Your child is getting closer to his or her teenage years, and you wonder whether it’s time to see an orthodontist. Your child points out that some of his or her friends already have braces. You wonder about the “magical age” when it’s best to get braces.

While most kids start with orthodontics between ages 10 and 14, there might be reasons to get braces at a different age. The right age to get braces depends on the state of your child’s teeth.

Ages 3–9

Typically, dentists and orthodontists wait until all the permanent teeth arrive to start an orthodontic plan. But sometimes, it’s in your child’s best interest to start braces at a younger age.

One reason to start early is when a child’s misaligned teeth cause problems with talking or eating. Perhaps these issues cause your child low self-esteem and serious social distress. Getting braces early can correct these problems and improve your child’s daily life.

Early braces are also a good idea if your child has severe dental problems that prevent normal dental development. These problems could include:

  • Protruding teeth
  • Crossbite
  • Jaw misalignment
  • Tooth crowding

If your dentist notices any of these problems, they may recommend that your child see an orthodontist at about age seven for a consultation.

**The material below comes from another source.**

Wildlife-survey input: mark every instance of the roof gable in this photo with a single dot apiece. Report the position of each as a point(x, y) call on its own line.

The orthodontist will look closer at your child’s teeth and jaw and decide on a treatment plan. Early treatment can help your child’s jaw and teeth grow in a better position. It can also prevent your child’s adult teeth from crowding as they grow in.

Ages 10–14

If your child’s primary teeth don’t have serious problems, braces can wait until his or her permanent teeth grow in. This means your child will be ready for braces between ages 10 and 14.

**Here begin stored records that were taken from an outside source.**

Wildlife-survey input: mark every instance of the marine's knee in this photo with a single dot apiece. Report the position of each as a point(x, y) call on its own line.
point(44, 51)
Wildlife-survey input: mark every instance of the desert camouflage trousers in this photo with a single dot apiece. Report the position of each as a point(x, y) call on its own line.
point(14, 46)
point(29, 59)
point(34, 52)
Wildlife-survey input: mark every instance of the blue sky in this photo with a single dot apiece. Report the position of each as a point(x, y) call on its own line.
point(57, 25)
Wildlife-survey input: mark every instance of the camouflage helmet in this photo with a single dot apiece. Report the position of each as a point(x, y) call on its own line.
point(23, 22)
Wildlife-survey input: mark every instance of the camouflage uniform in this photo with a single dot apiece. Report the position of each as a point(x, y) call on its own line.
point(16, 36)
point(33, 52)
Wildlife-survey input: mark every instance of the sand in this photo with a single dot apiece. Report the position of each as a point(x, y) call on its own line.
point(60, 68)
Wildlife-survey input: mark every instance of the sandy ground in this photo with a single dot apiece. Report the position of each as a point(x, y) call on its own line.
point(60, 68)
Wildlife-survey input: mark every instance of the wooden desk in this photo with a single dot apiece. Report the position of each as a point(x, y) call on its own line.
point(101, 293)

The orthodontist will look closer at your child’s teeth by taking x-rays or making a mold of the teeth. He or she then decides on the best treatment plan.

Traditional braces consist of wires, brackets, and rubber bands. Your child will visit the orthodontist periodically so he or she can tighten the braces and help move the teeth into the desired position.

If your child doesn’t want to show off his or her new metal teeth, you can choose a different kind of braces.

  • Ceramic braces still have brackets and wires, but are less noticeable than metal braces.
  • Lingual braces are placed behind the teeth.
  • Clear braces include a series of plastic aligners that slowly move the teeth into place.

Most children’s teeth can be straightened in a time period of about two years. After treatment, the orthodontist may recommend a retainer to keep the teeth in place.

The pre-teen and teen years are a good time to get orthodontic treatment because the orthodontist can address problems early and prevent them from getting worse.

Ages 15–18

Occasionally, an orthodontist may want to wait to start braces until your child is a little older. For example, if your child has a severe underbite, this condition may continue until your child finishes growing. If he or she were to get braces early, his or her teeth might end up needing additional treatment later on. In this case, the orthodontist may want to wait to start braces until after the jaw stops growing.

Ages 18+

Many people didn’t get the chance to have orthodontic treatment as a kid or teen. Fortunately, it’s never too late to get braces. Braces can get you the straight smile you’ve always wanted. Some adults find that their teeth have shifted over time, and braces can bring their teeth back into alignment.

Besides improving your teeth’s appearance, braces can correct dental health problems as well. Misaligned teeth might cause increased plaque buildup between the teeth, which can lead to tooth decay. Teeth and jaw problems can also cause pain in the face and jaw. Straightening the teeth can correct these problems.

With new braces designs that are clear and less noticeable, an increasing number of adults are choosing to wear braces. Even celebrities like Faith Hill and Tom Cruise have sported braces as adults.

As you can see, there’s no one right age to get braces. While we’re accustomed to seeing braces on kids ages ten to fourteen, orthodontists are realizing that early treatment benefits some kids. Plus, many adults are beginning to realize how much braces can benefit their health and their self-esteem.

It’s best to have your child see an orthodontist by age seven, when his or her permanent teeth start to come in. This doesn’t necessarily mean that he or she will need braces right away. It gives the orthodontist the chance to catch any problems and decide on the best time to start treatment.

If you wonder what the best time is to get braces for your child, see a dentist or orthodontist.